One of Uber’s key value propositions is offering scheduling flexibility to their driver-partners. According to a report by the Beneson Strategy Group, 73% of drivers prefer having a job that lets them choose their schedule. Drivers can use this flexibility to maximize their expected revenue during their available times. To this end, Uber provides heatmaps of customer demand that allow drivers to target high-demand regions that provide higher trip probability and therefore higher expected revenues.
However, there is no readily available way to determine whether trips starting at a particular location are worth the time it would take to service the trip. For example, a trip that takes longer due to traffic but has high demand may result in fewer total trips and be less valuable. On the other hand trips with less demand but are consistently much faster may be more valuable. Therefore it is in the driver’s best interest to balance the demand of a location and the amount of time trips from that location will take.
To address this gap, the team sought to create a scheduling optimization model, using Mixed Integer Programming (MIP).
Two datasets were used to determine demand and trip duration.
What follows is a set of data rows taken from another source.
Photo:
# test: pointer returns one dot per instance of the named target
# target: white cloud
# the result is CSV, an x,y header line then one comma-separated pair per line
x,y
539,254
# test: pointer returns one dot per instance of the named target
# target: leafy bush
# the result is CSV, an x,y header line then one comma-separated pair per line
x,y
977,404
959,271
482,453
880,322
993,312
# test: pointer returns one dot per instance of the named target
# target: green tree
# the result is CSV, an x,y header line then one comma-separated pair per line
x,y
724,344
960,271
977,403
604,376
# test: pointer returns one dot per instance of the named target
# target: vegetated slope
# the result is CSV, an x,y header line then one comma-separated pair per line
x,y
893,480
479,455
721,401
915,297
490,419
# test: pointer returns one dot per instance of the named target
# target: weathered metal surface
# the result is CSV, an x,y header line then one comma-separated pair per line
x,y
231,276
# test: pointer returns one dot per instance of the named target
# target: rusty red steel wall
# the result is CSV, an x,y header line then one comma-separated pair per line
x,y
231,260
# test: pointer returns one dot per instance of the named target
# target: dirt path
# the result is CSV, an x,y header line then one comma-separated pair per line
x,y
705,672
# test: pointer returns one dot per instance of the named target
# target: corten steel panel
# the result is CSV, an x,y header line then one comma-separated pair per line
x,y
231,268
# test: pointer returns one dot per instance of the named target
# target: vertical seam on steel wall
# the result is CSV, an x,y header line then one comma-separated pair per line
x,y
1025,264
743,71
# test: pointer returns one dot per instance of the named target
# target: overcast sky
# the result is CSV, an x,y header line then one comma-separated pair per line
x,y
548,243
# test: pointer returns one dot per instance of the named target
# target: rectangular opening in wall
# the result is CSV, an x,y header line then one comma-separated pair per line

Because Uber demand data was not available, DC Taxicab pickup data was used as a proxy for demand. Duration was determined from an Uber Movement dataset.
The dataset was sourced from Open Data DC. It describes individual taxicab trips from a specific location expressed in coordinates. From January to March, the dataset contains a total of 5,546,786 pickups at 10,843 different locations.
In order to discretize the data and scope down the size of our problem, we needed to sort the pickups into high demand regions. First, the number of pickups at each location was counted. Then, to define the regions we selected the first 100 locations with the most pickup counts (see Figure 1-1) as they cover 30% of the total number of pickups. MATLAB’s kmeans function was used to cluster the counts into 5 region centroids (see Figure 1-2). The radius of each region was calculated based on the minimum Euclidean distance to the other four regions.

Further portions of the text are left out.